Elsen Jean-Michel
GenPhySE (Génétique, Physiologie et Systèmes d'Elevage), INRA, 31326, Castanet-Tolosan, France.
Animal Genetics and Breeding Unit, University of New England, Armidale, Australia.
Genet Sel Evol. 2016 Mar 3;48:18. doi: 10.1186/s12711-016-0183-3.

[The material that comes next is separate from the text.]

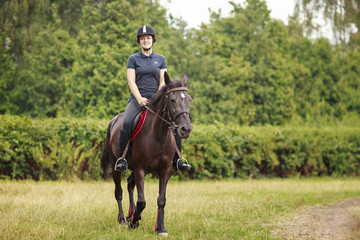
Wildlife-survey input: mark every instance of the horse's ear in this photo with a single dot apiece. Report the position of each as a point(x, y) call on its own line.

Genomic selection is still to be evaluated and optimized in many species. Mathematical modeling of selection schemes prior to their implementation is a classical and useful tool for that purpose. These models include formalization of a number of entities including the precision of the estimated breeding value. To model genomic selection schemes, equations that predict this reliability as a function of factors such as the size of the reference population, its diversity, its genetic distance from the group of selection candidates genotyped, number of markers and strength of linkage disequilibrium are needed. The present paper aims at exploring new approximations of this reliability.
Two alternative approximations are proposed for the estimation of the reliability of genomic estimated breeding values (GEBV) in the case of non-independence between candidate and reference populations. Both were derived from the Taylor series heuristic approach suggested by Goddard in 2009. A numerical exploration of their properties showed that the series were not equivalent in terms of convergence to the exact reliability, that the approximations may overestimate the precision of GEBV and that they converged towards their theoretical expectations. Formulae derived for these approximations were simple to handle in the case of independent markers. A few parameters that describe the markers' genotypic variability (allele frequencies, linkage disequilibrium) can be estimated from genomic data corresponding to the population of interest or after making assumptions about their distribution. When markers are not in linkage equilibrium, replacing the real number of markers and QTL by the "effective number of independent loci", as proposed earlier is a practical solution. In this paper, we considered an alternative, i.e. an "equivalent number of independent loci" which would give a GEBV reliability for unrelated individuals by considering a sub-set of independent markers that is identical to the reliability obtained by considering the full set of markers.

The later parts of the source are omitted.